-1

I've created a script in python to get different lins from a webpage currently stored in my links variable as json. I can't process further to extract all the links available there.

This is my try:

import json
import requests
from bs4 import BeautifulSoup

url = 'https://www.afterpay.com/en-AU/categories'

r = requests.get(url)
soup = BeautifulSoup(r.text,"lxml")
item = soup.select_one("[data-react-class='SharedStateHydrator']")
categories = json.loads(item.get("data-react-props"))['categoriesResponse']['data']
for linklist in categories:
    links = linklist['relationships']
    print(links)

Output of an individual block out of several:

{'stores': {'links': {'related': 'https://store-directory-api.afterpay.com/api/v1/categories/jewellery/stores?locale=en-AU'}}, 'topStores': {'links': {'related': 'https://store-directory-api.afterpay.com/api/v1/categories/jewellery/stores?locale=en-AU'}}, 'featuredStores': {'links': {'related': 'https://store-directory-api.afterpay.com/api/v1/categories/jewellery/stores?featured=true&locale=en-AU'}}, 'children': {'data': [{'type': 'categories', 'id': '135'}, {'type': 'categories', 'id': '326'}, {'type': 'categories', 'id': '38'}]}}

All the links connected to related keys.

How can I fetch all the links?

MITHU
  • 113
  • 3
  • 12
  • 41
  • Possible duplicate of [Iterate over nested dictionary](https://stackoverflow.com/questions/8335096/iterate-over-nested-dictionary) – Markus Jun 14 '19 at 11:23
  • Take a look at how to loop through nested dicts like here: https://stackoverflow.com/questions/8335096/iterate-over-nested-dictionary or: https://stackoverflow.com/questions/10756427/loop-through-all-nested-dictionary-values – Markus Jun 14 '19 at 11:24

3 Answers3

1

Try this:

import json
import requests
from bs4 import BeautifulSoup

url = 'https://www.afterpay.com/en-AU/categories'
r = requests.get(url)
soup = BeautifulSoup(r.text,"lxml")
item = soup.select_one("[data-react-class='SharedStateHydrator']")
categories = json.loads(item.get("data-react-props"))['categoriesResponse']['data']

json_data = []

for linklist in categories:
    links = linklist['relationships']
    #iterate all related url
    for sub_dict in links:
        if "children" == sub_dict:
            continue

        # fetch all related url
        related_url = links[sub_dict]['links']['related']

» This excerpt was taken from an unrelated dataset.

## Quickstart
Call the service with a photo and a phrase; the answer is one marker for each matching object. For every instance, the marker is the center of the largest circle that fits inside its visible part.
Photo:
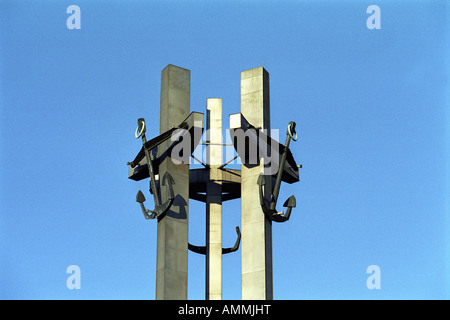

        # fetch all related ulr json response
        links[sub_dict]['links']['response_data'] = requests.get(related_url).json()

    json_data.append(links)

print(json_data)
bharatk
  • 4,202
  • 5
  • 16
  • 30
  • You got me wrong ,dear. Just check out the json i've pasted above. You got the links which are only within `stores`. The are other categories, as in `topStores` `featuredStores` etc. However, all the categories have this `related` keys in common. I want to get all the links out of all the categories. Thanks. – MITHU Jun 14 '19 at 11:16
  • @MITHU Answer Updated. – bharatk Jun 14 '19 at 11:27
1

just iterate over dictionary

import json
import requests
from bs4 import BeautifulSoup
url = 'https://www.afterpay.com/en-AU/categories'
r = requests.get(url)
soup = BeautifulSoup(r.text,"lxml")
item = soup.select_one("[data-react-class='SharedStateHydrator']")
categories = json.loads(item.get("data-react-props"))['categoriesResponse']['data']
for linklist in categories:
    links = linklist['relationships']
    for key,related in links.items():
        if 'links' in related.keys():
            for key2,link in related.get('links').items():
                print(link)
Pavan Kumar T S
  • 1,539
  • 2
  • 17
  • 26
1

The following is quick (though worth confirming it is the required list)

import re, requests

r = requests.get('https://www.afterpay.com/en-AU/categories')
p = re.compile(r"related":"(.*?)&")
links = p.findall(r.text)
QHarr
  • 83,427
  • 12
  • 54
  • 101